EPA wants tougher cancer-risk guidelines

? The government proposed tougher guidelines Monday for evaluating cancer risks to children on grounds the very young may be 10 times more vulnerable than adults to certain chemicals.

The guidelines, when made final after a review by the Environmental Protection Agency’s science advisory board, would dramatically alter current policy, which assumes cancer risks to a fetus or an infant are no greater than for a similarly exposed adult.

For the time being, the increased scrutiny would be limited to assessing a group of chemicals that damage a person’s genes by causing them to mutate so that cancer may form more easily later in life. Among these are some pesticides as well as a number of chemicals released in combustion or used in the making of plastics.

The agency said as more information was developed, other cancer-causing pollutants, not those that cause gene mutations, might also be brought under the new guidelines if they were found to pose heightened risk to children.

How to assess cancer risk to the very young from environmental pollution has been an issue vexing the EPA for years. This would be the first time the EPA has proposed formally taking into account the differences between exposure to an adult and a baby or toddler in assessing cancer risks.

The final guidelines are to be reviewed by the EPA science advisory board in May, with a final document to be issued by summer.

The proposed guidelines on risks to children are part of a broader effort by the agency to overhaul the way it evaluates scientific evidence to determine whether to regulate a chemical as a carcinogen.

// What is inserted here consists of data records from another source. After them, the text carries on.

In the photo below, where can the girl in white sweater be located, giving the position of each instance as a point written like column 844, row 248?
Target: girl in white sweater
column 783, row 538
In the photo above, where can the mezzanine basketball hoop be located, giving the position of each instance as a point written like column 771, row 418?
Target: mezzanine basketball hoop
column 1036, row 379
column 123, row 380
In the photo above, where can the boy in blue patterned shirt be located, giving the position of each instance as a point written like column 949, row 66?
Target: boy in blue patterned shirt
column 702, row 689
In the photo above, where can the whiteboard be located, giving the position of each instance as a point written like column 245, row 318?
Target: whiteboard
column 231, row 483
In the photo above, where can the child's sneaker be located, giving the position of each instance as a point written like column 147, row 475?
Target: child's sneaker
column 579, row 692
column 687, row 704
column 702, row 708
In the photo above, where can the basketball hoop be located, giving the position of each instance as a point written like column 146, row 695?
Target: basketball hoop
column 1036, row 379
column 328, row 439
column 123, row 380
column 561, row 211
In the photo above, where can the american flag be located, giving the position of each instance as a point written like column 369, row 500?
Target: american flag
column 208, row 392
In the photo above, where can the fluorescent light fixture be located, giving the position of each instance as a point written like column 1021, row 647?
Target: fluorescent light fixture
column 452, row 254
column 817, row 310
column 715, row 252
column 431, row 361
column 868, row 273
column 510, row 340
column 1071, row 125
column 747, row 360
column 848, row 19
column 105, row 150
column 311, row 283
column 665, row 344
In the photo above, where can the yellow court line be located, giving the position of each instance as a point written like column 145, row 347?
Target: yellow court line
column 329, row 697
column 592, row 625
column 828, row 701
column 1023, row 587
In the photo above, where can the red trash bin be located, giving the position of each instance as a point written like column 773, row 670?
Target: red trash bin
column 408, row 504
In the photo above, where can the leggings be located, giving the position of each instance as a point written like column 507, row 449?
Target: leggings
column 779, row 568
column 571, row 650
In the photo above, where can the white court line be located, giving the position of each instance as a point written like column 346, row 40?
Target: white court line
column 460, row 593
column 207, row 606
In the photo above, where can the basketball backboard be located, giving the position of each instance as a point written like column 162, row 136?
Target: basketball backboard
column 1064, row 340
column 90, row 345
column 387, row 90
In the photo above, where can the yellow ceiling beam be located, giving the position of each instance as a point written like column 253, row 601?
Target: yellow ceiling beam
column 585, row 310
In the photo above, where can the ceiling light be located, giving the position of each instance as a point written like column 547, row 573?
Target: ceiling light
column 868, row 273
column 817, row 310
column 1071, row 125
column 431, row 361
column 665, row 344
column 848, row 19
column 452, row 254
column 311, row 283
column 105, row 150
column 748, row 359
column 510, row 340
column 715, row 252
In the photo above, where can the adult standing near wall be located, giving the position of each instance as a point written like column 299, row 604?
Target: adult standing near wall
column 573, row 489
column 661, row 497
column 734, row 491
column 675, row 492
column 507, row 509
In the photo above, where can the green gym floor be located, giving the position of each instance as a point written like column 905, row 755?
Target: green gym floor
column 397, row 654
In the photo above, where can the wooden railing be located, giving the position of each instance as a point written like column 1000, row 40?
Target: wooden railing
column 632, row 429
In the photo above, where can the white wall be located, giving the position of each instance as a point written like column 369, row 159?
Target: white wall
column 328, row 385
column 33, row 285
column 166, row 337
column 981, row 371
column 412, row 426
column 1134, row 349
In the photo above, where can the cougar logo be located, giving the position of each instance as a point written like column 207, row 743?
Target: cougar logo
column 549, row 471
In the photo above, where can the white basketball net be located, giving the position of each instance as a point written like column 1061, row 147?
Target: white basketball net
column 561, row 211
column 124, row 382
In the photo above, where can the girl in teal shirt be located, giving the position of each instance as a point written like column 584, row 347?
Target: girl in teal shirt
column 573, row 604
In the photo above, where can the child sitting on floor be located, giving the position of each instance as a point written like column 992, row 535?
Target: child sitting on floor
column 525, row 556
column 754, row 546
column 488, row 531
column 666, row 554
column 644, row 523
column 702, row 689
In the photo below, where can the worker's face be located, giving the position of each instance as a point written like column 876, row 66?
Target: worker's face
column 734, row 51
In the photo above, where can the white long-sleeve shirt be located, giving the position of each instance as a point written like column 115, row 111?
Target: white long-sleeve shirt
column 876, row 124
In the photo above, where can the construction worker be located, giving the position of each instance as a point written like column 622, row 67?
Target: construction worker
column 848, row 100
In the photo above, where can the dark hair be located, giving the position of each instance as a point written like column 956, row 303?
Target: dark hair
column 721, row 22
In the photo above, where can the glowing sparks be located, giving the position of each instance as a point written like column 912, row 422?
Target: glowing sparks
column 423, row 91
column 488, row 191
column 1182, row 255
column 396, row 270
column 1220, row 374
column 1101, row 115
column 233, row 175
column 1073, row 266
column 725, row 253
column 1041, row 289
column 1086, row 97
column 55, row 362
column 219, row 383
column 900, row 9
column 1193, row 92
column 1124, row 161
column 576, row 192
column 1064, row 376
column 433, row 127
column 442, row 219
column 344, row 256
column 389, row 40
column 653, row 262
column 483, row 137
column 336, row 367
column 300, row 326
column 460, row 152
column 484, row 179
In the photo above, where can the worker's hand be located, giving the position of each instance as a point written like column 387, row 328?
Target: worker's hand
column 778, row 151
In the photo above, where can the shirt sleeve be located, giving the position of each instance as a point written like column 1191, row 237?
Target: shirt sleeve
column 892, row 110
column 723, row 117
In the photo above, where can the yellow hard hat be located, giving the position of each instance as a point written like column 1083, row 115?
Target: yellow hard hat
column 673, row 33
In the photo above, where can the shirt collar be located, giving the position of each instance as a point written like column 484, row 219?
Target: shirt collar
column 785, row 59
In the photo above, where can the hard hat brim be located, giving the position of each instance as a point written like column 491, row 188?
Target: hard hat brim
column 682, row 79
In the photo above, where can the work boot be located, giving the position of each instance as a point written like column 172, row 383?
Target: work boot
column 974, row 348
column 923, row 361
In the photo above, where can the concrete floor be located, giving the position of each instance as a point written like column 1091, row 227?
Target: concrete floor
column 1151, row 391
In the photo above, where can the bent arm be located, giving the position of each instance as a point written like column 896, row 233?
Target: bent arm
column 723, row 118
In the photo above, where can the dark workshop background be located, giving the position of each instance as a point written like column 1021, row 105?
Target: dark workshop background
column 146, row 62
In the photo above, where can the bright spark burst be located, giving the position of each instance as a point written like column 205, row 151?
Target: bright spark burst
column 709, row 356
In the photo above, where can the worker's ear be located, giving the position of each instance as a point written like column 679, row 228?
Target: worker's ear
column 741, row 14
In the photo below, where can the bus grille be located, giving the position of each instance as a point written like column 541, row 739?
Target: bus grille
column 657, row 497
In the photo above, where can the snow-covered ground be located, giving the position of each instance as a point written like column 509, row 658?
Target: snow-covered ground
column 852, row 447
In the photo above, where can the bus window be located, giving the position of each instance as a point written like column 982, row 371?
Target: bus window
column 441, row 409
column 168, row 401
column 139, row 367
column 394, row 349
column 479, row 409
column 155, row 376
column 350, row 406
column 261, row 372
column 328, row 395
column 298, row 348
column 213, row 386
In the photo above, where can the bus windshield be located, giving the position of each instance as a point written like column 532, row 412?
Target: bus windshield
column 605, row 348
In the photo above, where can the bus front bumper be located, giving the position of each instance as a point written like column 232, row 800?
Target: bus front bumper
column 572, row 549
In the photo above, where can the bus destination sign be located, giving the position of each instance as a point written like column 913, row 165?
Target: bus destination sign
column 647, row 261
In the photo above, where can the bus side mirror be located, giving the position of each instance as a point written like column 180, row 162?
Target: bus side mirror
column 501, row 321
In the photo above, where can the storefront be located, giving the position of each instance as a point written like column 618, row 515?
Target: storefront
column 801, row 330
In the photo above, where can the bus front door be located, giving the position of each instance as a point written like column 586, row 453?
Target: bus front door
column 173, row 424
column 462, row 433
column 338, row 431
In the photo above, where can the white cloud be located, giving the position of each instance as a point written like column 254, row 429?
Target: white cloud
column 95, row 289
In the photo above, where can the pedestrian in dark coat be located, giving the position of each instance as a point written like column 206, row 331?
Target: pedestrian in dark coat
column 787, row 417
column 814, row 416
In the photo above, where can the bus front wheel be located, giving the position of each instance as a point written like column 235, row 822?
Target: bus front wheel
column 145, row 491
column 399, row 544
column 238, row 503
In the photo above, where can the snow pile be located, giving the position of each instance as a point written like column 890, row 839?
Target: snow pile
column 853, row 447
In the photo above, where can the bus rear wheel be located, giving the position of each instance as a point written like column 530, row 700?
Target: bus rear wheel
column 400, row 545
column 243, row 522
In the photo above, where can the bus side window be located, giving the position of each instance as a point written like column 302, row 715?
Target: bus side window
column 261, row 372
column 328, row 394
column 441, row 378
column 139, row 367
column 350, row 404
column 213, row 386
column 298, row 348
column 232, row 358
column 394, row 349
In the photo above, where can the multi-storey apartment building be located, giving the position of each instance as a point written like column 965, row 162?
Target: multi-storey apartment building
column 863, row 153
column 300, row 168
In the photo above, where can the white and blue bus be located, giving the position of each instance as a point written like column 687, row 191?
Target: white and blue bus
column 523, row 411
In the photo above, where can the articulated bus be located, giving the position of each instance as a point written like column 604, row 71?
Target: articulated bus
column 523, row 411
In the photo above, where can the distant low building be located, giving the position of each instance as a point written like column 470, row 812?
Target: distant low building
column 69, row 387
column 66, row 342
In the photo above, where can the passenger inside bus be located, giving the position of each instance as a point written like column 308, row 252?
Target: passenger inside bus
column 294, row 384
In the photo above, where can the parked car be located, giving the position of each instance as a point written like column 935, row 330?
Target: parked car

The EPA also unveiled broader guidance Monday that attempts to refine and make more precise how EPA scientists evaluate cancer risks when deciding how to regulate a chemical. The new guidance would recommend that scientists give greater weight to the latest science and try to develop a more complete picture, said Farland.

But the EPA viewed the question of exposure to children so significant that it decided to develop a separate guidance paper on risks of cancer to the very young, assuming for the first time that fetuses, infants and toddlers are substantially more vulnerable.